A Terceira Turma do Superior Tribunal de Justiça (STJ) manteve decisão que reconheceu competente o Juízo de Família e Sucessões para processar e julgar ação de apuração de haveres, visto que o resultado dessa apuração poderá servir de base para futura partilha de bens. O recurso era de uma empresa de transportes rodoviários contra decisão do Tribunal de Justiça de São Paulo (TJSP).

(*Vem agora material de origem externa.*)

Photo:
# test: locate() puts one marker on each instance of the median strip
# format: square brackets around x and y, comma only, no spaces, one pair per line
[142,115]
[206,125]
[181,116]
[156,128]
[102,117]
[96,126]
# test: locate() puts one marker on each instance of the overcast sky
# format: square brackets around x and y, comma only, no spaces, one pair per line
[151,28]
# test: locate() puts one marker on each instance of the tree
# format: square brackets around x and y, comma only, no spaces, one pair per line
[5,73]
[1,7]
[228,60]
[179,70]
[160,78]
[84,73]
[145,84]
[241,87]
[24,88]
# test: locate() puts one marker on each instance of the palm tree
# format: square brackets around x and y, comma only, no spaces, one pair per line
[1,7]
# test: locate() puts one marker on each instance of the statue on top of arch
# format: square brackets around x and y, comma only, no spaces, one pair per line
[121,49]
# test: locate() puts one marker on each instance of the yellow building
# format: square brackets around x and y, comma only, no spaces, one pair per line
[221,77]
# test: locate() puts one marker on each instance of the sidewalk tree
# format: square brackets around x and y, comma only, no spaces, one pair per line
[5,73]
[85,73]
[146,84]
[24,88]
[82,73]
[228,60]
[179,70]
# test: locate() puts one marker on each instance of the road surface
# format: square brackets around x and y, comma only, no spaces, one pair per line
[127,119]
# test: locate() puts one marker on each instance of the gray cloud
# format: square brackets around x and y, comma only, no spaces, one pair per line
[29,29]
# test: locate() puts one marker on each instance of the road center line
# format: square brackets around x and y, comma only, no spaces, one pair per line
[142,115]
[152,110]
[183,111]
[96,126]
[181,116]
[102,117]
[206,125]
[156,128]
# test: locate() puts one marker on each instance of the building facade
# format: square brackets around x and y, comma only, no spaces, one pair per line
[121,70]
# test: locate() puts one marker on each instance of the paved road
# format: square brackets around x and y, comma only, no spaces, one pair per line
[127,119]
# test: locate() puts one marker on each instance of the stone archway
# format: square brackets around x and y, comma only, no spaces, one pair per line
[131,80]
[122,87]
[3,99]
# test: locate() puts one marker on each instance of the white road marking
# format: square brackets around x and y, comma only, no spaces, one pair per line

Conforme destacou o relator, ministro Villas Bôas Cueva, a distribuição da apuração de haveres ao juízo pelo qual se processou o inventário não ofende nenhuma norma de direito federal. Pelo contrário, a interpretação conjugada da legislação processual que trata especificamente da matéria leva à conclusão de que o procedimento adotado pelas instâncias ordinárias encontra-se hígido e em conformidade com as disposições legais.

Depósito dos haveres

Inicialmente, o espólio do sócio majoritário ajuizou ação de apuração de haveres pedindo que a empresa pagasse os valores devidos aos sucessores, corrigido monetariamente, acrescido de juros de 12% ao ano, na forma prevista no artigo 3° da cláusula 11ª do contrato social.

Segundo os sucessores, embora a empresa efetuasse o depósito mensal dos haveres que supõe dever, eles acreditam que o balanço patrimonial feito no ano anterior à morte do sócio majoritário não revelou a real extensão do patrimônio. Outra questão suscitada foi o fato de o balanço não ter sido aprovado pelo falecido, que na época se encontrava hospitalizado.

Em primeira instância, a empresa foi condenada a pagar ao espólio o saldo devido dos haveres, corrigido monetariamente e acrescido de juros legais apenas a partir do mês subsequente, ou seja, março de 2009.

O TJSP negou a apelação da empresa por entender que os laudos apresentados pelas perícias de engenharia e de contabilidade estavam bem fundamentados.

Concluiu, ainda, que o juízo do inventário é o competente para a apuração de haveres, ao argumento de que “o resultado da apuração de haveres interessa à herança, posto que poderá servir de base para futura sobrepartilha”.

Recurso

Irresignada, a empresa de transportes rodoviários recorreu ao STJ sustentando a incompetência do Juízo de Família para julgar a ação de apuração ajuizada pelo espólio do sócio majoritário. Segundo ela, além de a decisão ir contra cláusula expressa do contrato social, os sucessores só ajuizaram a ação após o encerramento do inventário.

Já sobre o montante da condenação, alegou que o valor é exagerado em virtude de perícias bastante equivocadas. Ademais, o Tribunal de origem, diante das graves e evidentes falhas técnicas produzidas pela perícia, negou o direito de produção de prova técnica em segunda instância.

Incompetência

Sobre a incompetência do Juízo Familiar e Sucessões para processar e julgar a ação de apuração de haveres ajuizada pelos herdeiros, o ministro Villas Bôas Cueva salientou que a tese só foi levantada pela empresa no momento da apelação e que foi superada pelo TJSP.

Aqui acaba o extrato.